Here's a good article outlining limiters: http://music.tutsplus.com/tutorials/a-beginners-introduction-to-limiters--audio-1071
It gets somewhat technical, but any answer beyond a superficial one inherently will. Let me try, though!
The main option you'll be looking at on any limiter is the "out ceiling," which is the absolute maximum volume level that will be allowed - that means anything that goes louder than your "out ceiling" will be "forced down" in level to meet the out ceiling. Still with me?

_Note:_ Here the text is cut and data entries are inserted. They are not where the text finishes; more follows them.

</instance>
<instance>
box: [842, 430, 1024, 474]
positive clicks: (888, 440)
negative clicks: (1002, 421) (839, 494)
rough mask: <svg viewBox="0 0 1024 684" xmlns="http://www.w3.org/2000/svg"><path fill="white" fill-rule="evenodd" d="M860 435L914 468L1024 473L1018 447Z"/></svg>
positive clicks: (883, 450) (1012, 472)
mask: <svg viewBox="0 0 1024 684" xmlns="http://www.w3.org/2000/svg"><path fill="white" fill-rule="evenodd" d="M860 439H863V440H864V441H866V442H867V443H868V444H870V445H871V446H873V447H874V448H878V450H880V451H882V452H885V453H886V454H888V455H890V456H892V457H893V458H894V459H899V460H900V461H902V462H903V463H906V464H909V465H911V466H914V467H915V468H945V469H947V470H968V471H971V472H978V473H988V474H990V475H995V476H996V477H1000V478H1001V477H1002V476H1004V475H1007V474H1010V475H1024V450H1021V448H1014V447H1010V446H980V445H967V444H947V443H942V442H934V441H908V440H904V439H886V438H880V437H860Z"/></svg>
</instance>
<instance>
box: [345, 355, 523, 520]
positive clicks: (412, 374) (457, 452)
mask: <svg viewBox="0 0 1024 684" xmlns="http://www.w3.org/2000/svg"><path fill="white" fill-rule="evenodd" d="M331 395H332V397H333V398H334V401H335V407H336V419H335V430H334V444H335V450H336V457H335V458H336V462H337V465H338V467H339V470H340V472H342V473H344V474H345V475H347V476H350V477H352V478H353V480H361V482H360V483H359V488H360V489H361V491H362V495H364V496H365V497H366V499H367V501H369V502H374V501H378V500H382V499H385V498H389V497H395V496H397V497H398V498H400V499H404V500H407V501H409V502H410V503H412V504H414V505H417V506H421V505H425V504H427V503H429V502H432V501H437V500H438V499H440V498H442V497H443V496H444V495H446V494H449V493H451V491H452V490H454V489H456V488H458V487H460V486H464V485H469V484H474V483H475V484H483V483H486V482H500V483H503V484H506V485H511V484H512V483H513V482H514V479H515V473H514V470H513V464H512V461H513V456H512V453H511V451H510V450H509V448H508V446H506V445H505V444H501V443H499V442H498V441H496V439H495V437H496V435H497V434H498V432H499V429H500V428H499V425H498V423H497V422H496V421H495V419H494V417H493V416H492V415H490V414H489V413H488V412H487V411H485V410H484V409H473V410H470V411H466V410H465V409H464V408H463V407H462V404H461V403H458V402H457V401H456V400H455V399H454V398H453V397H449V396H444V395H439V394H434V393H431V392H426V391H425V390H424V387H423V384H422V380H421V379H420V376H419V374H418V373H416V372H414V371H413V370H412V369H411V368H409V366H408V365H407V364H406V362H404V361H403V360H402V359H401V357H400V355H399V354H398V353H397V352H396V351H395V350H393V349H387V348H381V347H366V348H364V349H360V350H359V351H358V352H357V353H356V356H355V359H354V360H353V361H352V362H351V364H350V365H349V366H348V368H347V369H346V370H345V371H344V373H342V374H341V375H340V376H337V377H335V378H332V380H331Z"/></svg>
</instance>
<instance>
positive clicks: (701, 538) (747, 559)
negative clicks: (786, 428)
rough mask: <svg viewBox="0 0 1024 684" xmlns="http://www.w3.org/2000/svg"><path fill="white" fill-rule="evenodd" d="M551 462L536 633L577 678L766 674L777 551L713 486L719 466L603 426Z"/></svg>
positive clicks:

To give that a specific example with numbers, the "loudest thing possible" on most limiters should be 0.0 dB (weird, I know) and anything softer than that will be in the negative numbers (I don't make these systems up). Since hitting 0.0 will typically register as peaking/clipping, you could set your out ceiling to say, -0.1 or -0.2, which would allow sound to get right up to "as loud as possible," but keep it from actually going over the top. This in general is a good way to ward off distortion - sound can occasionally have random, brief spikes in volume, and having something in there to automatically take the edge off these brief moments of excessively loud sound can save you time mixing - and if you're in software without really detailed mixing tools, it can prevent distortion you otherwise can't fix.
This is the general, broad-slice look at it. Beware though, if something goes ridiculously louder than the limiter's out ceiling, you can still get distortion - so it's a good safety net, but not a guaranteed fix-all. In those cases, adjusting the level of the offending audio clip is still the way to go.